For decades, OT modernization was seen as an oxymoron—manufacturing environments ran on antiquated, expensive, and revenue-critical systems that followed a “don’t fix what isn’t broken” philosophy. As a result, these environments were left untouched for years.
Today, however, they’re prime targets for hackers and can no longer be ignored. The benefits of OT automation, modernization, and IT/OT convergence are undeniable: greater efficiency, agility, and connectivity. Yet, this very transformation has also widened the attack surface, with ransomware halting production, stolen credentials altering configurations, and breaches causing financial and reputational harm.
Geopolitical instability is further disrupting OT supply chains and driving organizations to accelerate AI adoption to strengthen resilience, optimize operations, and reduce costs. But while AI offers efficiency and agility, it also introduces new cyber risks, from data exposure to model manipulation and increased attack surfaces.
The reality is that to safeguard revenue, operations, and even lives, organizations must prioritize OT security with identity at its core. In OT, identity equals control, and protecting it is the key to both resilience and security in a rapidly evolving threat landscape.
To translate this into action, organizations need a structured path forward that goes beyond point solutions or reactive defenses. That path is the OT Security Blueprint: a phased, identity-centric framework that balances modernization with resilience. Instead of treating OT as a static environment or a siloed extension of IT, this blueprint acknowledges the dynamic mix of human operators, machines, non-human identities (NHIs), and AI-driven agents that keep production running.
The blueprint is designed to help enterprises continuously assess, adapt, and harden their OT environments without slowing down operations. By aligning security with how manufacturing actually functions, rather than how IT policies are traditionally written, organizations can safeguard productivity, revenue, and safety while laying the foundation for future innovation.

Phase 1: Listen & Learn
The goal: Partner with OT and engineering teams to understand real operational needs and ensure security enhances—not hinders—production.
Engage the OT or Manufacturing Engineering teams and start listening and learning how manufacturing really operates (so don’t rely on theoretical PowerPoint views!). Manufacturing is not like corporate; these environments contain home-grown glueware, specialty purpose-unique devices and processes optimized to ensure successful production. It sounds simple, but this phase is about building relationships, which is truly foundational to the success of the entire Blueprint. A smart security professional will engage, listen, internalize the information—and then begin discussing how security can improve manufacturing efficiencies and reduce security risks.
Phase 2: Identity & Identify
The goal: Establish visibility and governance over every connection, device, and identity — human, non-human, and AI — to create a foundation of trust.
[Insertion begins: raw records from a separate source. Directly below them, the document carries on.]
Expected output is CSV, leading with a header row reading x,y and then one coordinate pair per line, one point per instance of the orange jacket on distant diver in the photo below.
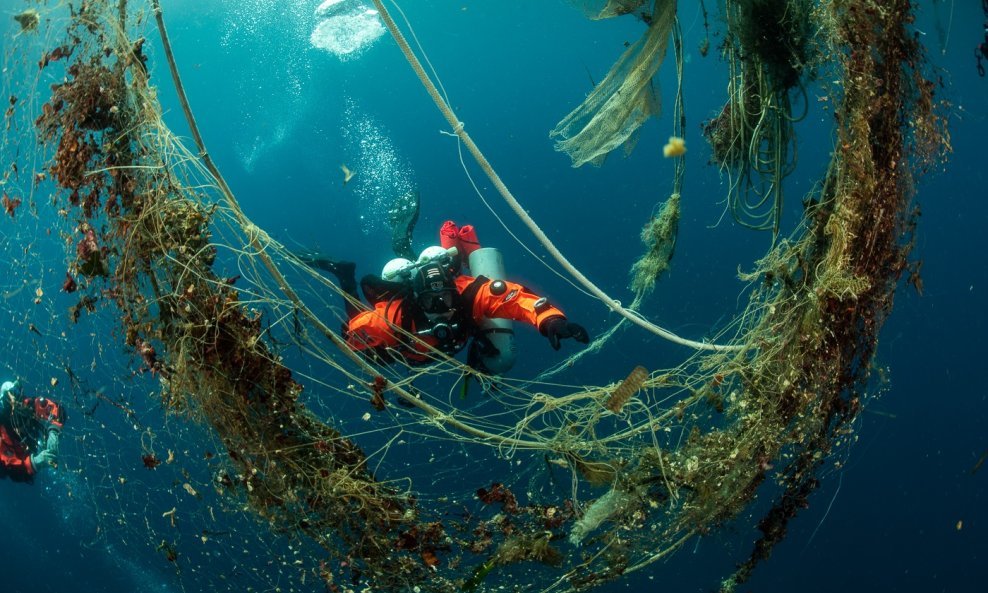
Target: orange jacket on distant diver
x,y
40,414
379,331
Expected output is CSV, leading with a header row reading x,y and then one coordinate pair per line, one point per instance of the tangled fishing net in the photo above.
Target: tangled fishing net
x,y
276,437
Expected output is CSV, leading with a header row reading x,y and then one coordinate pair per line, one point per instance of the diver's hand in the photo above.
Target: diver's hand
x,y
7,387
557,328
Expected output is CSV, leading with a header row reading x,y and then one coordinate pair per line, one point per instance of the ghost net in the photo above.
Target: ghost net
x,y
232,334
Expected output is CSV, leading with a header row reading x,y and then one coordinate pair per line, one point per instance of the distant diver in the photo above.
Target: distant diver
x,y
29,433
347,174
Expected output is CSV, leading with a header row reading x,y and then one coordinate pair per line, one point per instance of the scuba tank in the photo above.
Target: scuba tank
x,y
488,262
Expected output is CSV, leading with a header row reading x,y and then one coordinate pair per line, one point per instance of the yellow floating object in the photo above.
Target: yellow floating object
x,y
675,147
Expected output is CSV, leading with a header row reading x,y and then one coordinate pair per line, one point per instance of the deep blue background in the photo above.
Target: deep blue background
x,y
279,117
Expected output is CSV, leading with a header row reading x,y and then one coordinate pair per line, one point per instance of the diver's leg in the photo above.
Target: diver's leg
x,y
404,215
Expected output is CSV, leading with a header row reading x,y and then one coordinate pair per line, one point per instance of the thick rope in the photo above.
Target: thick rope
x,y
458,129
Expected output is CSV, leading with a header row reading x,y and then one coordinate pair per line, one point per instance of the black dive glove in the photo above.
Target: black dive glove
x,y
557,328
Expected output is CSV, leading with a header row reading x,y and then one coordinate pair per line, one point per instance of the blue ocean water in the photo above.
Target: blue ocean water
x,y
906,512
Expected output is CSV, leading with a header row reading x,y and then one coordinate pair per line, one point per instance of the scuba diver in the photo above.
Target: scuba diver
x,y
426,305
29,432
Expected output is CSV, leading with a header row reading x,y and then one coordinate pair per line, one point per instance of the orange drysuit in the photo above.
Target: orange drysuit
x,y
378,331
15,456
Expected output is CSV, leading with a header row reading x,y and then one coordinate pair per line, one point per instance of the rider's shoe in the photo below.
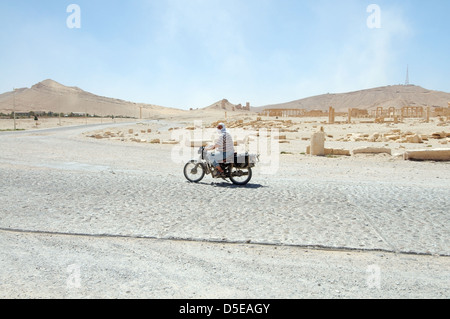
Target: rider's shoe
x,y
218,174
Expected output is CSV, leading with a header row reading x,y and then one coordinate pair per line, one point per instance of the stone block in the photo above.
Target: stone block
x,y
428,155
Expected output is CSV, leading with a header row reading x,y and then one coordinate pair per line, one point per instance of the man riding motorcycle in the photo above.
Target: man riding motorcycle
x,y
224,149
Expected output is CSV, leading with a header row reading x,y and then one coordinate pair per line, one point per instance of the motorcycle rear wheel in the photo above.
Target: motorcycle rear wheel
x,y
194,172
241,176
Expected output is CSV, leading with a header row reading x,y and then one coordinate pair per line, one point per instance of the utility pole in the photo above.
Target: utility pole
x,y
14,109
407,75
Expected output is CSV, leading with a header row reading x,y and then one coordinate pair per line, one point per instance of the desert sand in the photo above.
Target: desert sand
x,y
91,210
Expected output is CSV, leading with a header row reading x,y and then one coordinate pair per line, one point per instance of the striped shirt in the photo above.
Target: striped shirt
x,y
225,143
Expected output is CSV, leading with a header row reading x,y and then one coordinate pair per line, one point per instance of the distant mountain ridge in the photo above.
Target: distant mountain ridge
x,y
51,96
388,96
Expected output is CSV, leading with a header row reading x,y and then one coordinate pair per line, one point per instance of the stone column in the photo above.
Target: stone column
x,y
318,143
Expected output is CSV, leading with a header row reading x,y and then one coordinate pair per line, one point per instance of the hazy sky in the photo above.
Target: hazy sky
x,y
192,53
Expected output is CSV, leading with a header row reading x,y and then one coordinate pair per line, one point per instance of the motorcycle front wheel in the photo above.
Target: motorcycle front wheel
x,y
194,172
240,176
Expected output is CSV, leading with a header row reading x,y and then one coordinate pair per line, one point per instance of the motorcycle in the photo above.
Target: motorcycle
x,y
239,172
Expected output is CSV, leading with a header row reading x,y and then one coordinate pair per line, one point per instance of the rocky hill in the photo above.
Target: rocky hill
x,y
389,96
51,96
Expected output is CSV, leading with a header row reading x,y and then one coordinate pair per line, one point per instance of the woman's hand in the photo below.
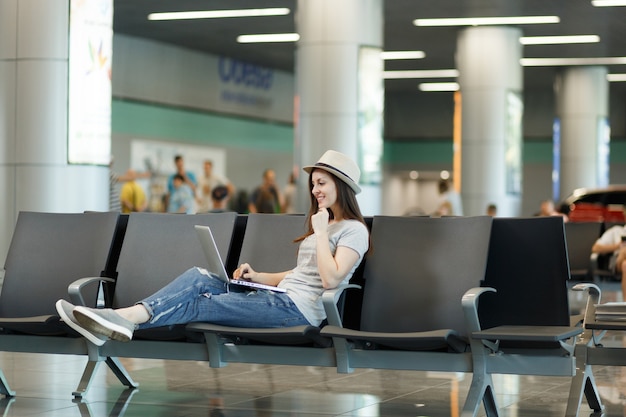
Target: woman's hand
x,y
245,271
319,221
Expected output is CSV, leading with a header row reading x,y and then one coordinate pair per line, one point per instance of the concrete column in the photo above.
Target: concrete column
x,y
34,170
491,85
582,100
340,43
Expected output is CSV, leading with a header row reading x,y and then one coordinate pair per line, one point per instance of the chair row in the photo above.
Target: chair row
x,y
460,294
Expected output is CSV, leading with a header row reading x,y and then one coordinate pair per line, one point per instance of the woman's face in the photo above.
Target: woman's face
x,y
324,189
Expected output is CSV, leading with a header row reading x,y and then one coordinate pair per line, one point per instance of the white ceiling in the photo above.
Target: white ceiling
x,y
218,36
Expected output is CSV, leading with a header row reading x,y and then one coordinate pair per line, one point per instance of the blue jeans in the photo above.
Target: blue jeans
x,y
199,296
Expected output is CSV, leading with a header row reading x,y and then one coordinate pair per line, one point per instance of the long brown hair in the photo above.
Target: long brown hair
x,y
346,198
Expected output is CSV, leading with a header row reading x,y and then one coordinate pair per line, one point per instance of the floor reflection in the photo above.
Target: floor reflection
x,y
44,384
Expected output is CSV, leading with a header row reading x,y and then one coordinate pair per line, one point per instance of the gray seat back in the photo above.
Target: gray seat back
x,y
418,270
268,242
158,247
48,252
528,267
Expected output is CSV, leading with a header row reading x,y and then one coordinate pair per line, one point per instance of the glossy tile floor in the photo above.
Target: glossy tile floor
x,y
44,384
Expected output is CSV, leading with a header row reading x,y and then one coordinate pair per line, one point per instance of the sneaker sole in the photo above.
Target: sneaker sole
x,y
84,332
100,325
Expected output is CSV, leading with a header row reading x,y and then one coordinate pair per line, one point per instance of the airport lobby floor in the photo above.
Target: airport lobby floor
x,y
44,384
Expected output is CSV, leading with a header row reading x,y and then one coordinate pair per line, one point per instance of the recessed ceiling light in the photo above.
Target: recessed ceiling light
x,y
438,86
616,77
389,55
608,3
556,62
445,73
554,40
484,21
219,14
269,38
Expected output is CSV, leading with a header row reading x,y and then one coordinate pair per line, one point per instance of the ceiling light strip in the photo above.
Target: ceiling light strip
x,y
487,21
219,14
616,77
556,62
438,86
269,38
393,55
443,73
557,40
608,3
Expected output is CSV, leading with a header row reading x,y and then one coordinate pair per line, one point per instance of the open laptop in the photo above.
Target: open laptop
x,y
216,266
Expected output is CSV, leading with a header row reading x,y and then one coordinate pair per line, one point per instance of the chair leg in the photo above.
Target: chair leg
x,y
481,390
120,372
583,383
86,379
4,386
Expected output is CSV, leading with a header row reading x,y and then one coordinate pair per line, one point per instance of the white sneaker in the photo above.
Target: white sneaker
x,y
65,311
105,321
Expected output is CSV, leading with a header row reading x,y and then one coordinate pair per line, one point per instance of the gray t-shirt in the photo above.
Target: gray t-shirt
x,y
304,285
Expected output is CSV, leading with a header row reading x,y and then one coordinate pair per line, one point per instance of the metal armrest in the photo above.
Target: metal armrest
x,y
470,307
594,295
74,290
330,298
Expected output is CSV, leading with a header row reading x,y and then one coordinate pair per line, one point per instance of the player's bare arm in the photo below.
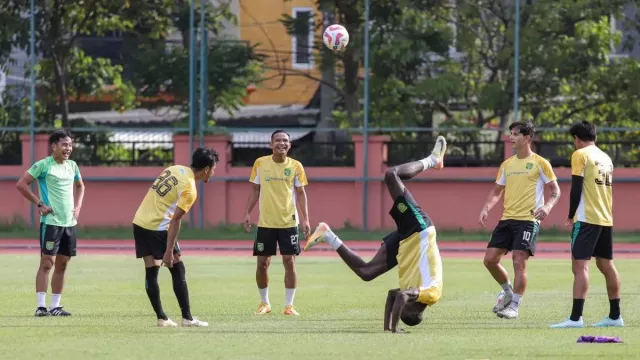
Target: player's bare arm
x,y
251,203
301,199
399,301
391,296
172,236
544,211
79,198
23,185
492,200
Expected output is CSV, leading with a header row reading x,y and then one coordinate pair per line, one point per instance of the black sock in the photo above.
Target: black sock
x,y
576,311
153,291
180,289
614,309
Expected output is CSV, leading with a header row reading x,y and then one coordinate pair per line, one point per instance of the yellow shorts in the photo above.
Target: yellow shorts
x,y
431,295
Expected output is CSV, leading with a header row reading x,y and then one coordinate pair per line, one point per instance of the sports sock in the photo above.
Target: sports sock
x,y
289,295
153,291
429,162
333,240
180,289
614,309
55,300
264,295
507,287
515,303
41,298
576,310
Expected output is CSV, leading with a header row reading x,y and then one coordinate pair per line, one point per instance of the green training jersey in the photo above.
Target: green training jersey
x,y
56,189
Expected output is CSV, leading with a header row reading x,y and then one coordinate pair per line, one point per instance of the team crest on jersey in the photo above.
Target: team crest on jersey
x,y
402,207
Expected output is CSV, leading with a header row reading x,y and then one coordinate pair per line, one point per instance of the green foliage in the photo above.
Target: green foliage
x,y
232,67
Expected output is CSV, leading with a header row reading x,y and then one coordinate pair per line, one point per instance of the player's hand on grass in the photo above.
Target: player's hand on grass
x,y
247,223
167,259
542,212
484,214
45,210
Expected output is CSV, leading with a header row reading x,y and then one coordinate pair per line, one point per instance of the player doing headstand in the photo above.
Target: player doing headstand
x,y
412,247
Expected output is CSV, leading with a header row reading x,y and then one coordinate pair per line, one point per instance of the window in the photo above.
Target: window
x,y
303,38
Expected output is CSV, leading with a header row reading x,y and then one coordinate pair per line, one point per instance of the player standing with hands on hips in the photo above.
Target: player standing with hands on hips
x,y
57,177
278,183
522,178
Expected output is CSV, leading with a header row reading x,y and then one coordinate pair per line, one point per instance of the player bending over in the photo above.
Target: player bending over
x,y
412,247
156,226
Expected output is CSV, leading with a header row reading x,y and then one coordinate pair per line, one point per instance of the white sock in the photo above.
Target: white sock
x,y
55,300
333,239
264,295
507,287
42,299
429,162
515,303
289,294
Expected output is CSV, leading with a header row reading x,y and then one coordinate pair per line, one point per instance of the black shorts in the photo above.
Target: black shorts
x,y
515,235
269,239
57,240
152,243
409,219
589,240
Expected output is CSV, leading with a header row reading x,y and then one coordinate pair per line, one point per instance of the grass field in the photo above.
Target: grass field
x,y
341,316
236,232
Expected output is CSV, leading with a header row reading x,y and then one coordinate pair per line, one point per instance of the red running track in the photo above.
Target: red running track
x,y
244,248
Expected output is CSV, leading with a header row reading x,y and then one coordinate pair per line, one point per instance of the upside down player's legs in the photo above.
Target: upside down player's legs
x,y
367,271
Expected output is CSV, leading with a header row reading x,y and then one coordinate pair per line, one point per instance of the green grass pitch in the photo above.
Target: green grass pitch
x,y
341,316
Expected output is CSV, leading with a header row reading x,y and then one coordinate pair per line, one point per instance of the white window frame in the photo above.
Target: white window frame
x,y
294,43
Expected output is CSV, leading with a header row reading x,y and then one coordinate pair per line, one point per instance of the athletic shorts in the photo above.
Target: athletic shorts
x,y
589,240
269,239
409,219
57,240
152,243
515,235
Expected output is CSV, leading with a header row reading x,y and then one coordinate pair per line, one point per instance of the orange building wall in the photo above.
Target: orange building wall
x,y
452,196
259,25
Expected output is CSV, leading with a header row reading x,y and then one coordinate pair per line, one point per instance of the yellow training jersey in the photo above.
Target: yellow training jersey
x,y
524,181
175,187
420,265
277,182
596,201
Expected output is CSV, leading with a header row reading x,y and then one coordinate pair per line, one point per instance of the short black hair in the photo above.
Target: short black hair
x,y
57,135
203,157
526,128
584,131
411,320
279,131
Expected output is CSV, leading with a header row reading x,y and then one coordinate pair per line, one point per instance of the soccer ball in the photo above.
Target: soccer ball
x,y
336,37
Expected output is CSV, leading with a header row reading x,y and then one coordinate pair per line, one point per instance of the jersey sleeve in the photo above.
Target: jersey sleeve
x,y
76,171
578,163
546,171
501,179
187,197
301,177
37,169
255,173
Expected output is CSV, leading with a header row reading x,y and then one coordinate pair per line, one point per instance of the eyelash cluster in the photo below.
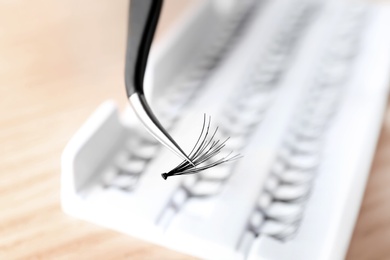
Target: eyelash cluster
x,y
201,154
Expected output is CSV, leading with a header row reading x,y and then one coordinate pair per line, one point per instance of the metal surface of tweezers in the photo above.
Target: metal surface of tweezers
x,y
143,20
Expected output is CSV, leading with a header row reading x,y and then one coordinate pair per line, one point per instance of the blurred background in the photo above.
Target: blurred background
x,y
58,61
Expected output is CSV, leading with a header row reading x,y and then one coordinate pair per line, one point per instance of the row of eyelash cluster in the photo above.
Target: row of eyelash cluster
x,y
141,148
280,206
244,112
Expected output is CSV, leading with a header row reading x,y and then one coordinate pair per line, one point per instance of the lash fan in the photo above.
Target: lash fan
x,y
204,149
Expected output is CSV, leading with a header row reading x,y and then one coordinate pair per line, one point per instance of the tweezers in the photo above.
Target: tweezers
x,y
142,23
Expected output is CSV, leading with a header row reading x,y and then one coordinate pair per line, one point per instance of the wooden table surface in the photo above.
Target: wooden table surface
x,y
58,61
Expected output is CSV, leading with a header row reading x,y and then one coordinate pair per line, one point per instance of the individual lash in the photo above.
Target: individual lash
x,y
206,148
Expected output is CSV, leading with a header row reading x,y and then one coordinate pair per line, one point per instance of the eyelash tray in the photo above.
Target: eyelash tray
x,y
300,88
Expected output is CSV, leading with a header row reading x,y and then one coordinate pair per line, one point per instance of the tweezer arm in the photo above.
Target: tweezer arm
x,y
144,15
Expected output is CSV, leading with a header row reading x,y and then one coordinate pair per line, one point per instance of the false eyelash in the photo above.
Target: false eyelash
x,y
205,148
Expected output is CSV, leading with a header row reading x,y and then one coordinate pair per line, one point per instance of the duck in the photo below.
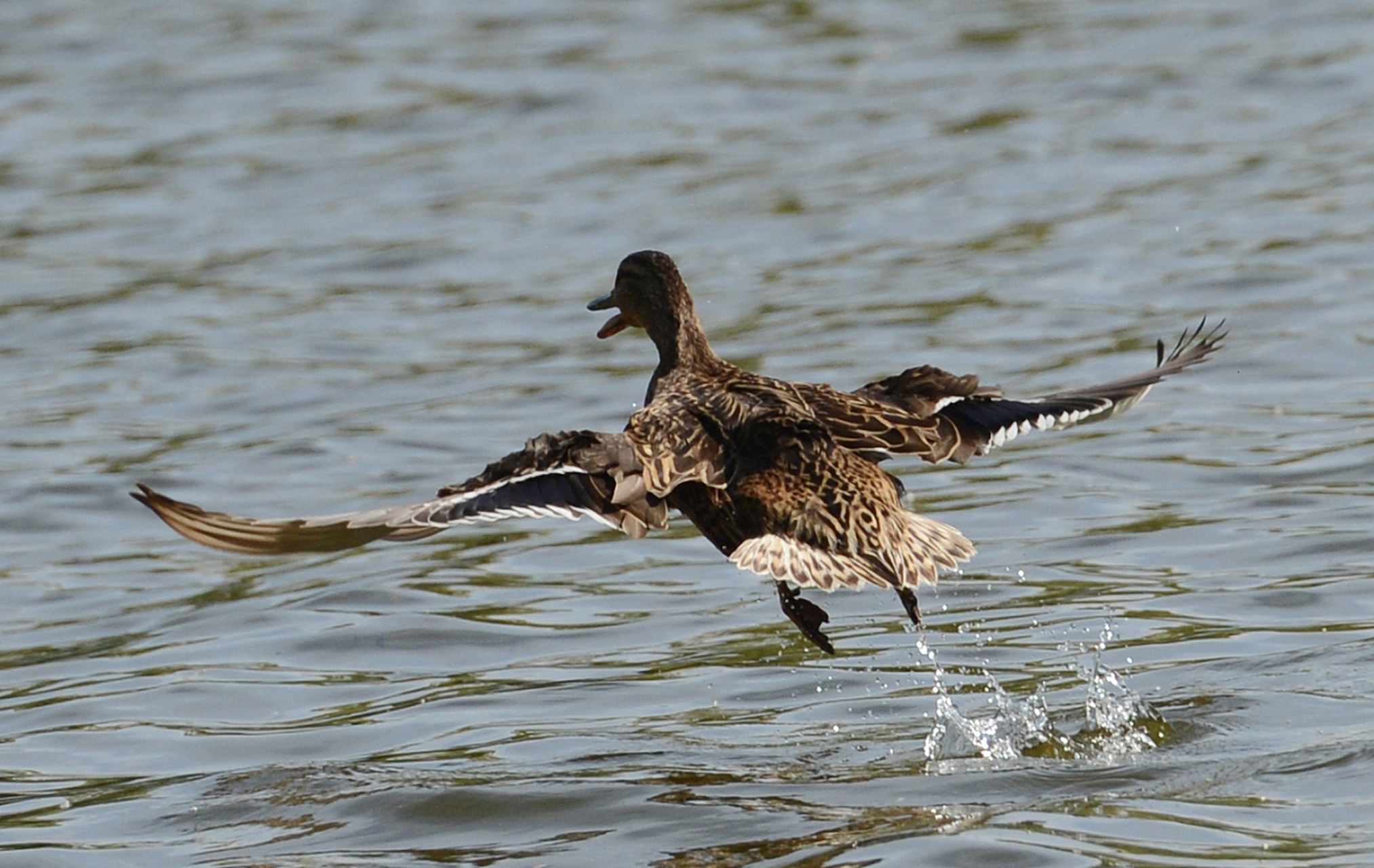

- Start the OT security blueprint by continuously identifying and monitoring all network connectivity (in and out), devices, data, applications and identities.
- Establish manufacturing human and non-human identity (this includes AI) account policies that make sense for the environment.
- Adopt account lifecycle and attestation expectations for all accounts to ensure non-human and human accounts exist for legitimate purposes.
- Track the purpose and ownership for each identity: domain, local, application, human, non-human, and AI identities.
- Establish NHI practices that factor in growing AI demands; limit or eliminate NHI interactive logons, ring-fence these identities and ensure every NHI has an owner tied to an asset and purpose.
- Secure in-place all local accounts that cannot be moved to a central repository.
- Align privileged access practices with business requirements, striking a balance between efficiency and security; if it is too difficult, the policy will be circumvented.
- Use strong authentication methods (MFA, certificates, tokens) and Just-in-time strategies (JIT) for remote and privileged access.
Phase 3: Watch & Respond
The goal: Integrate OT into enterprise monitoring and response to detect anomalies quickly and contain threats before they disrupt operations.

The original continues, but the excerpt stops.